La non assimilazione dell’avvocato (e, più in generale, di ogni professionista) all’impresa rende perciò incostituzionale e illegittima la previsione del citato art. 3 D.L. 138/2011 che, così come formulato, contrasta con le norme primarie dell’ordinamento giuridico del nostro Paese (Costituzione e normativa europea).

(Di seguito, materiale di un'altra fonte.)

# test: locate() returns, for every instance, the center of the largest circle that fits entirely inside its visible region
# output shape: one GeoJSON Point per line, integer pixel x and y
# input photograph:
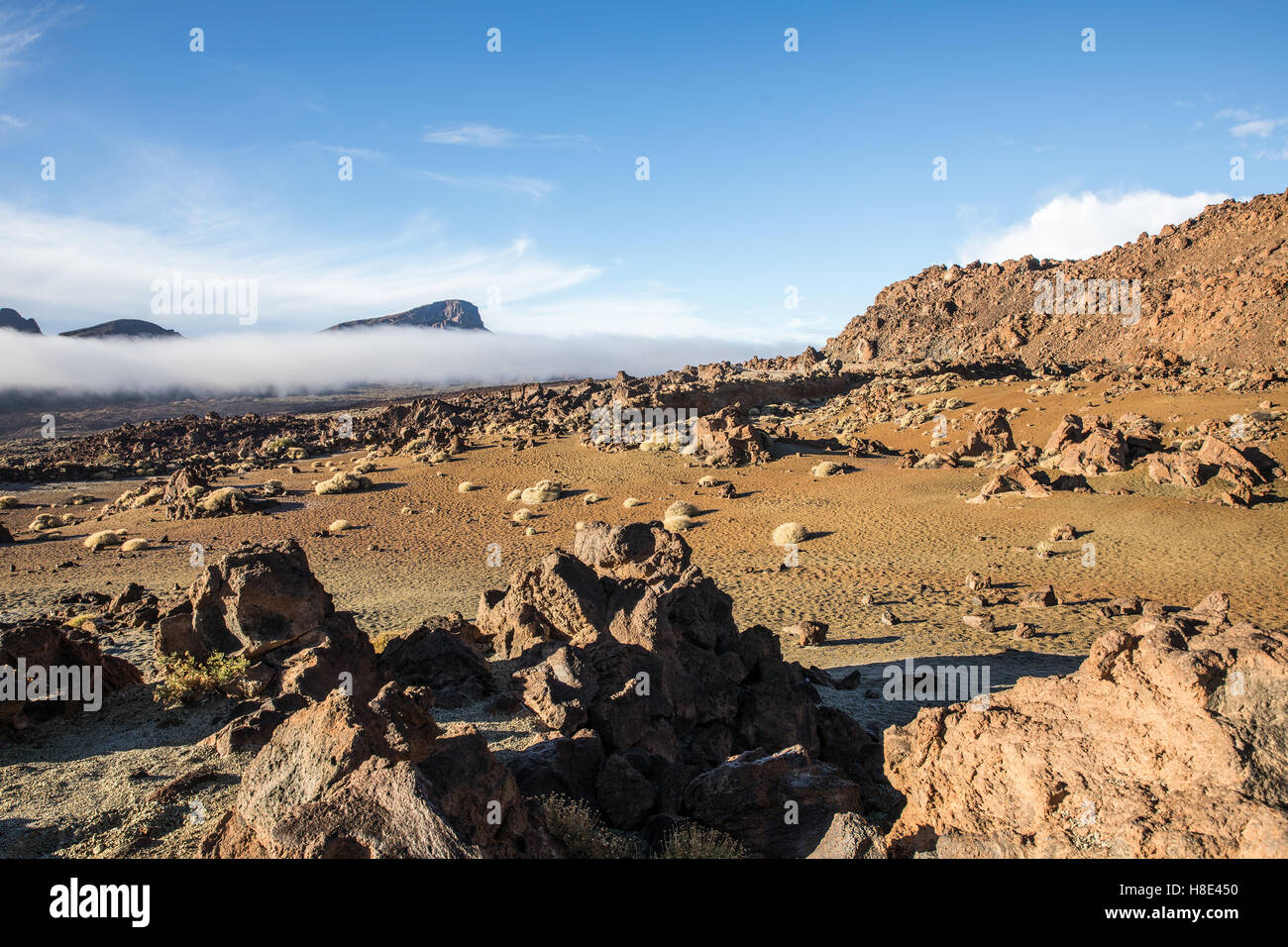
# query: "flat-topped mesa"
{"type": "Point", "coordinates": [123, 329]}
{"type": "Point", "coordinates": [1210, 289]}
{"type": "Point", "coordinates": [447, 313]}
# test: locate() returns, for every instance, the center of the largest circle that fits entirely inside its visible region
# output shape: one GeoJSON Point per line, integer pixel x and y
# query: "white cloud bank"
{"type": "Point", "coordinates": [296, 364]}
{"type": "Point", "coordinates": [78, 269]}
{"type": "Point", "coordinates": [1078, 226]}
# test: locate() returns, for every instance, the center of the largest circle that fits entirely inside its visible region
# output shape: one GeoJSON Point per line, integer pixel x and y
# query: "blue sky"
{"type": "Point", "coordinates": [516, 170]}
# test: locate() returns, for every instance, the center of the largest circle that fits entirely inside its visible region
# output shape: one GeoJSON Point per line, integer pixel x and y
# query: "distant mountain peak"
{"type": "Point", "coordinates": [123, 329]}
{"type": "Point", "coordinates": [9, 318]}
{"type": "Point", "coordinates": [446, 313]}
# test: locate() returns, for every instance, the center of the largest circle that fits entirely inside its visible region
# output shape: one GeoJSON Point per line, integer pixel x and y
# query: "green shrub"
{"type": "Point", "coordinates": [187, 681]}
{"type": "Point", "coordinates": [579, 827]}
{"type": "Point", "coordinates": [695, 840]}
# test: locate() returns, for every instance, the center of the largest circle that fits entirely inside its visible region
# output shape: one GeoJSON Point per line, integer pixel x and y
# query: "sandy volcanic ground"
{"type": "Point", "coordinates": [82, 788]}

Questi i dieci punti affermati dall’Oua sull’argomento:

1) la professione forense non rientra nella previsione dell’art. 41 della Costituzione, che riguarda le attività economiche. L’attività di avvocato svolge la specifica funzione costituzionale di difendere i cittadini e non può essere in alcun modo assimilata all’attività di impresa;

2) la funzione di interesse pubblico svolta dagli avvocati è riconosciuta dalla stessa Unione europea

(in tre documenti: la Risoluzione parlamentare 23 marzo 2006, la Direttiva Zappalà e la Direttiva ex

Bolkestein, queste ultime direttive sono state recepite nell’ordinamento italiano). La normativa europea prevale su quella nazionale (v. Carta dei diritti fondamentali dell’Unione europea recepita nel Trattato di Lisbona);

3) la funzione svolta dall’avvocato nel processo è garantita dagli artt. 24 e 111 della Costituzione e non può essere connotata da esigenze mercantili, rientrando nella sfera dei diritti fondamentali dei cittadini;

4) anche sotto il profilo del lavoro autonomo non si applica l’art. 41, bensì si applicano gli artt. 1, 4, 33 e 36 della Costituzione;

5) la non assimilazione all’impresa dell’avvocato (e più in generale di ogni professionista) rende incostituzionale e illegittima la previsione dell’art. 3 D.L. 138/2011, che, così come formulato, contrasta con le norme primarie dell’ordinamento giuridico del nostro Paese (Costituzione e normativa europea);

6) la situazione è tanto più vistosa ed illegittima dopo la lettura della rubrica dell’art. 3 «Abrogazione delle indebite restrizioni all’accesso e all’esercizio delle professioni …». Le parole «indebite restrizioni» rovesciano la realtà giuridica, non potendo ritenersi «indebite» le restrizioni in linea con la Costituzione;

7) uno Stato di diritto deve pretendere che gli avvocati, i quali hanno il compito di difendere i cittadini (nel cui ambito rientra il dovere di difendere i meno abbienti e svolgere le difese di ufficio), siano sufficientemente preparati dotando il loro ministero di professionalità e competenza specializzata. Ciò che non può conciliarsi con la possibilità di stipulare con il cliente un accordo che sia in deroga (e al ribasso) dei minimi di tariffa;

8) l’art. 3 D.L. 138/2011 contribuirà non poco al degrado delle attività professionali e, segnatamente, della professione di avvocato. Se rimarrà in piedi, rischierà di distruggere l’indipendenza e la dignità della professione forense: oggi, con l’accesso facile e la introduzione della pubblicità dei compensi con deroga al ribasso senza limiti; domani, con l’introduzione dei soci di capitale e l’eliminazione delle incompatibilità tra professione e commercio;

9) le professioni non hanno a che vedere alcunché con il deficit e il debito dello Stato: l’intervento «barbaro» del D.L.138/2011 non ha alcuna seria giustificazione, contribuendo peraltro i professionisti al PIL nazionale con il 12% dell’imponibile fiscale;

10) ove fosse confermata la formulazione attuale dell’art. 3 D.L. 138/2011, l’Oua promuoverà iniziative giudiziarie davanti ai giudici proponendo la rimessione della legge alla Corte Costituzionale, nonché innanzi alla Corte Europea di Giustizia per farne dichiarare la illegittimità, il tutto per il contrasto evidente con la Costituzione e la Carta europea dei diritti fondamentali.